In: Anatomy and Physiology
Diabetes is a common disease in Rhea’s family. Her grandfather died of this disease and her dad was also recently diagnosed as a diabetic. Not only is Rhea a hypochondriac but she has truly been having symptoms of the disease (or so she thinks). She has been experiencing increased urination, frequent thirst, her urine tested confirmed her belief with the presence of sugar in her urine. Based on this type of diabetes do you think Rhea is at risk for developing Hypoglycemia?

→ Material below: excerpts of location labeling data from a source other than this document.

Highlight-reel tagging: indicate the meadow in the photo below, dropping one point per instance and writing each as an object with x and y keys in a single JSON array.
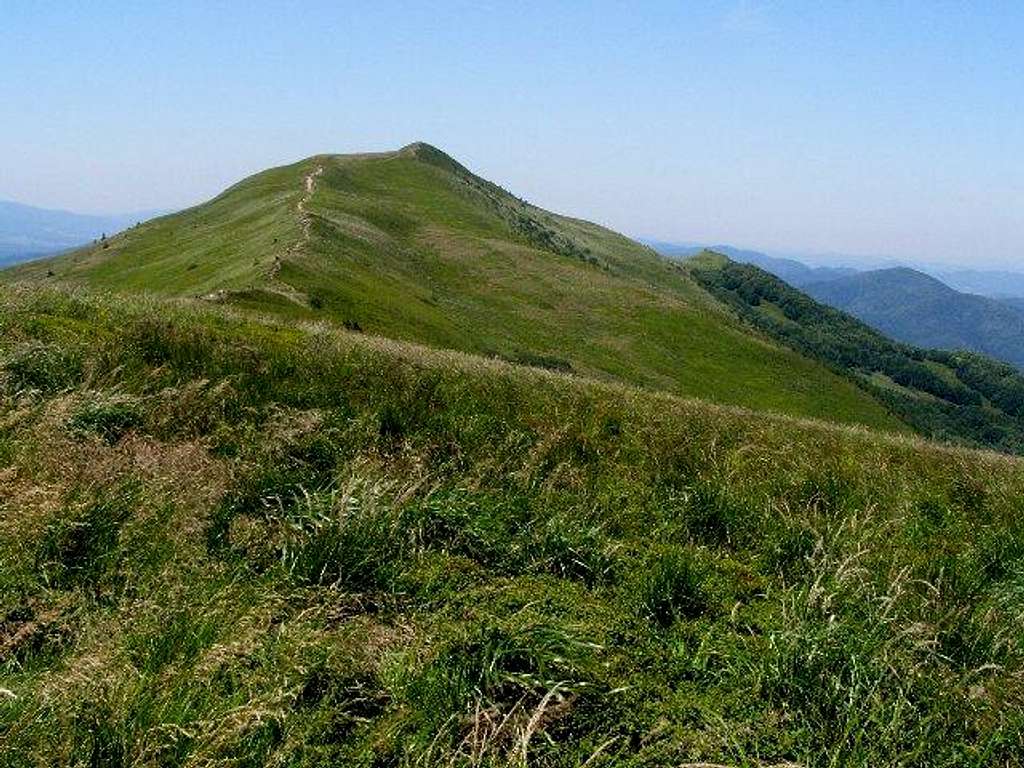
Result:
[{"x": 228, "y": 540}]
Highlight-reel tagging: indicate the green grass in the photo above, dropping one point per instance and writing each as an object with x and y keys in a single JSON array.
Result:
[
  {"x": 958, "y": 396},
  {"x": 412, "y": 246},
  {"x": 237, "y": 542}
]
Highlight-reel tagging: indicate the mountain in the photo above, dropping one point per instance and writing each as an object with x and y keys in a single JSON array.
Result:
[
  {"x": 793, "y": 271},
  {"x": 949, "y": 395},
  {"x": 235, "y": 540},
  {"x": 916, "y": 308},
  {"x": 411, "y": 245},
  {"x": 1013, "y": 301},
  {"x": 28, "y": 232}
]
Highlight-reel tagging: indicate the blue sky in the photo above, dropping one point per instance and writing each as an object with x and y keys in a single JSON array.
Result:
[{"x": 888, "y": 128}]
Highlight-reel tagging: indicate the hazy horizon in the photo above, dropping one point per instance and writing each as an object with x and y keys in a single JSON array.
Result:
[{"x": 865, "y": 130}]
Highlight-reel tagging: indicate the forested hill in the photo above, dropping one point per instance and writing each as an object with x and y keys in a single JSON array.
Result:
[{"x": 951, "y": 395}]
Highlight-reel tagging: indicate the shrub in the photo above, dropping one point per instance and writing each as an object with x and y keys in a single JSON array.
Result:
[{"x": 673, "y": 586}]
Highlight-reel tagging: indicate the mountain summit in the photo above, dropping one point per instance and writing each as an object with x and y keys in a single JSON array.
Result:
[{"x": 412, "y": 245}]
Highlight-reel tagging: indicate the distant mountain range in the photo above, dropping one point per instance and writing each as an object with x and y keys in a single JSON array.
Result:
[
  {"x": 931, "y": 310},
  {"x": 993, "y": 283},
  {"x": 28, "y": 232},
  {"x": 914, "y": 307},
  {"x": 793, "y": 271}
]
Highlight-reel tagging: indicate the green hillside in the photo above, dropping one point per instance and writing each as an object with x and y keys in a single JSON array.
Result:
[
  {"x": 412, "y": 246},
  {"x": 957, "y": 396},
  {"x": 232, "y": 542},
  {"x": 919, "y": 309}
]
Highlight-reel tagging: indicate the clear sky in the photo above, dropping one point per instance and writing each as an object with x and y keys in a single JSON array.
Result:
[{"x": 888, "y": 128}]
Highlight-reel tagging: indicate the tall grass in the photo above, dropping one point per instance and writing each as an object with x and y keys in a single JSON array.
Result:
[{"x": 226, "y": 542}]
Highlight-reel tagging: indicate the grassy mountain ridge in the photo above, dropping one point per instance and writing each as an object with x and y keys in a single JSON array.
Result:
[
  {"x": 913, "y": 307},
  {"x": 230, "y": 541},
  {"x": 411, "y": 245},
  {"x": 948, "y": 395},
  {"x": 795, "y": 272}
]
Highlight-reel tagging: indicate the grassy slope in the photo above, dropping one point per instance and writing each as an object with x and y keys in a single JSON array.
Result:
[
  {"x": 916, "y": 308},
  {"x": 225, "y": 542},
  {"x": 412, "y": 246},
  {"x": 958, "y": 396}
]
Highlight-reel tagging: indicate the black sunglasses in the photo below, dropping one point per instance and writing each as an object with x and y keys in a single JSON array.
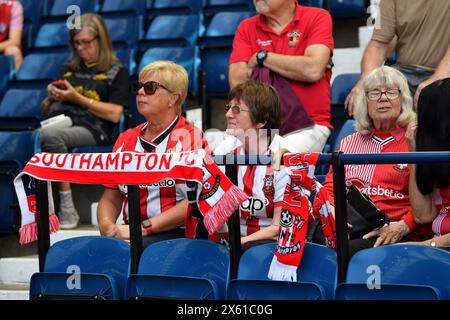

Diabetes mellitus (DM) is caused either by a deficiency of insulin or due to insulin insensitivity. DM is known to run in families where the people in the family are predisposed to diabetes mellitus type 2 (insulin insensitivity). As Rhea’s father and grandfather had diabetes, she will be predisposed to DM as well. Her symptoms of frequent urination and thirst may be due to development towards DM. Presence of glucose (sugar) in urine confirms the diagnosis of DM. Diabetes insipidus, which also shows frequent urination and thirst, does not exhibit glucose in urine. DI is due to lack of ADH hormone secretion.
Insulin is secreted by beta cells of islets of Langerhans in the pancreas when food is digested and carbohydrate levels rise in blood. Insulin binds to insulin receptors on target cells and activates PI3K pathway. This leads to increased production of glucose transporters (GLUTs) or increased translocation of GLUTs from cytoplasm to cell membrane. As a result, glucose is transported to cell cytoplasm and broken down by glycolysis. This leads to decrease in blood glucose levels. However, in DM, there is low secretion of insulin, or its action on target cells is hampered. Hence, glucose is not utilized and the levels of blood glucose remain high. This condition is known as hyperglycemia. Glucose will be seen in urine because the kidneys cannot filter or reabsorb all the glucose from blood. Glucose in filtrate will clog the kidney filtration apparatus.
Rhea is at a risk of having hyperglycemia as she is predisposed to developing diabetes mellitus. She will only develop hypoglycemia (low blood glucose levels) if she takes insulin or diabetic medicine like metformin in excess ,when she does develop DM.